Whacked Out Wednesday – Rule of 36

#WhackedOutWednesday – Rule of 36!  Too bad many are not taught some of these finance 101 philosophies or should I say standards.  There’s a common misconception to finance we (all in mortgage industry) should help consumers understand.  The rule of 36 is that you recoup your costs, or gain an ROI in 36 months or less.  This pretty much goes with everything.

If you take money out of your 401k and have to pay it back, then make sure you are done with that payback in 36 months.  If you have to pay costs inside of a loan or out of pocket, you should see some ROI or recoup-ment of costs inside of 36 months.  Weather that comes from appreciation and equity position, or that comes from saving money monthly.  That savings should help you recoup the costs inside of 36 months.
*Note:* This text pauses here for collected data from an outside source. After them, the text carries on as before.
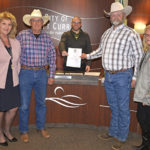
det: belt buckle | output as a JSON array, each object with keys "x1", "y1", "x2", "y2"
[
  {"x1": 34, "y1": 66, "x2": 41, "y2": 70},
  {"x1": 108, "y1": 70, "x2": 115, "y2": 74},
  {"x1": 108, "y1": 70, "x2": 113, "y2": 74}
]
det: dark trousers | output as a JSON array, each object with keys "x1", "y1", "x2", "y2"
[{"x1": 137, "y1": 102, "x2": 150, "y2": 134}]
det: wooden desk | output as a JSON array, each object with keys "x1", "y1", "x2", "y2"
[{"x1": 13, "y1": 75, "x2": 140, "y2": 133}]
General rule of thumb, is that you should not be including the escrow/impound account you get back from your old lender, nor should you be counting the monthly payment that you skip when you refinance.  (interest is paid in arrears people).  However, all of that should be part of your “benefit sandwich” that is explained to a client.  This concept, standard or philosophy of the rule of 36 applies to a lot.  If you put your money “into” something you should see a return on your investment inside of 36 months.  (3 years)   In the mortgage world this is standard in many cases to prove a worthy and justified case to refinance.  Called a net benefit.
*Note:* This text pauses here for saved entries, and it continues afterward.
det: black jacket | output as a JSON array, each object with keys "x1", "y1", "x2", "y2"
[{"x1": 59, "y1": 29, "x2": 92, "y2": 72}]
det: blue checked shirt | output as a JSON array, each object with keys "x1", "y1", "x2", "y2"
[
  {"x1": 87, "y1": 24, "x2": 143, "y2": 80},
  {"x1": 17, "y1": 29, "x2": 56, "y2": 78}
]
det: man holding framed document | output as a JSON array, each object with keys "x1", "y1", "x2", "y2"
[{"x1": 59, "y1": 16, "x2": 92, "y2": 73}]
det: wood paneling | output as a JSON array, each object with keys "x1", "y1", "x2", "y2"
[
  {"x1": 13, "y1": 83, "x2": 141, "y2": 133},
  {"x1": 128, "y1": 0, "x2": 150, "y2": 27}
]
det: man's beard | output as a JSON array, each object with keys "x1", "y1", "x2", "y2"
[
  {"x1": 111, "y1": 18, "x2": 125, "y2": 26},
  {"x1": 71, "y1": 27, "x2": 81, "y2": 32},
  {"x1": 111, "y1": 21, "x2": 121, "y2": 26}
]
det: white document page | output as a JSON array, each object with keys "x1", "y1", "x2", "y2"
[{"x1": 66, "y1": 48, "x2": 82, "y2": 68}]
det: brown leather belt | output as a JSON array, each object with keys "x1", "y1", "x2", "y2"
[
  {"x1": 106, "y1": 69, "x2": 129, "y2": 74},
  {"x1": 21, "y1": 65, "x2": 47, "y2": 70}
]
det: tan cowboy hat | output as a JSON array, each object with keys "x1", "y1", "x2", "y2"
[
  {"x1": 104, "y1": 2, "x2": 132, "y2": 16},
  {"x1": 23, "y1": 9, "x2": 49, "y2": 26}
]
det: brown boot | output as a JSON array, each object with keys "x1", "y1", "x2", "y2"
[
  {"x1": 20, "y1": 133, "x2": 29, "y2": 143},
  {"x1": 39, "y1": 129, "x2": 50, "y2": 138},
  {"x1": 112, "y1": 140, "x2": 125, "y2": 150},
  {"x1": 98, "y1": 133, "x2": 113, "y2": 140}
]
In some loans such as VA IRRRL’s (VA loan – Interest Rate Reduction Refinance Loan) and FHA streamlines these loans enforce a net tangible benefit for the client.  They must lower rates by a certain percentage, save x dollars or recoup costs inside of 3 years.  For the average consumer this concept may not be understood.  But in the mortgage world it happens all the time where LO’s attempt to complete loans that make no financial sense for the consumer.  Make sure your loans make sense and do the right thing.  Otherwise it’s called equity striping.